Heliostar is a well-financed junior exploration and development company with a portfolio of high-grade gold projects in Alaska and Mexico.
The company’s flagship asset is the 100% controlled Unga Gold Project on Unga and Popof Islands in Alaska. The project hosts an intermediate sulfidation epithermal gold deposit, located within the district-scale property that encompasses 240 km2 across the two islands. Additional targets on the property include porphyry copper-gold targets, high sulphidation targets and intermediate sulphidation epithermal veins.
On Unga Island, priority targets include: the SH-1 and Aquila, both on the Shumagin Trend, the former Apollo-Sitka mine, which was Alaska’s first underground gold mine, and the Zachary Bay porphyry gold-copper prospect.
Gold mineralization at the Centennial Zone is located on neighbouring Popof Island within four kilometres of infrastructure and services at Sand Point.
In Mexico, the company owns 100% of three early-stage epithermal projects in Sonora that are highly prospective for gold and silver. Cumaro forms part of the El Picacho district, while the Oso Negro and La Lola projects are early-stage projects considered prospective for epithermal gold-silver mineralization.
For additional information please contact:
Chief Executive Officer
Heliostar Metals Limited
Investor Relations Manager
Heliostar Metals Limited
Phone: +1 778 357 1313
Neither TSX Venture Exchange nor its Regulation Services Provider (as that term is defined in the policies of the TSX Venture Exchange) accepts responsibility for the adequacy or accuracy of this release.

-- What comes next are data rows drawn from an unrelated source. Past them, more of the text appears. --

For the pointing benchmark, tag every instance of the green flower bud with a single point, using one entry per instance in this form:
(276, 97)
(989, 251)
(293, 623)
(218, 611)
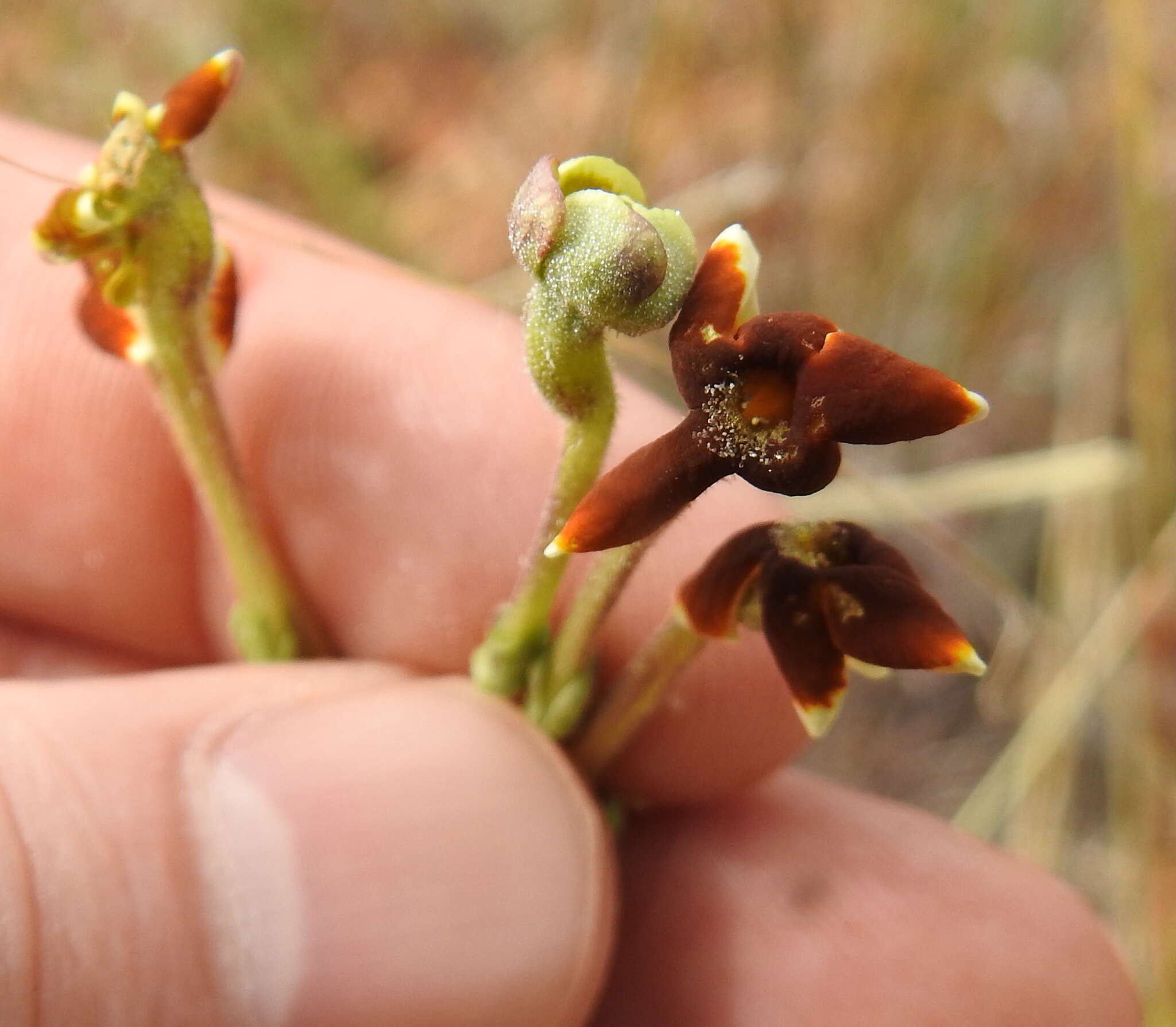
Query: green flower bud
(583, 231)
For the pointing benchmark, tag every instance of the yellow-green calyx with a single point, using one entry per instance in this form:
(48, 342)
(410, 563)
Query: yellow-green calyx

This release includes certain statements that may be deemed “forward-looking statements”. Forward-looking statements are statements that are not historical facts and are generally, but not always, identified by the words “expects”, “plans”, “anticipates”, “believes”, “intends”, “estimates”, “projects”, “potential” and similar expressions, or that events or conditions “would”, “may”, “could” or “should” occur. Forward-looking statements in this press release include Heliostar’s plan to conduct and complete the Offering, including the amount and timing of the Offering and its ability to obtain TSX Venture Exchange approval as well as its intended use of the proceeds raised. Although Heliostar believes that the expectations expressed in such forward-looking statements are based on reasonable assumptions, such statements are not a guarantee of future performance and actual results may differ materially from those in the forward-looking statements. Factors that could cause the actual results to differ materially from those in forward-looking statements include market prices, exploitation and exploration successes, weather, continued availability of capital and financing, and general economic, market or business conditions. Investors are cautioned that any such statements are not guarantees of future performance and actual results or developments may differ materially from those projected in the forward-looking statements. Forward-looking statements are based on the beliefs, estimates and opinions of the Company’s management on the date the statements are made. Except as required by applicable securities laws, the Company undertakes no obligation to update these forward-looking statements in the event that management’s beliefs, estimates or opinions, or other factors, should change.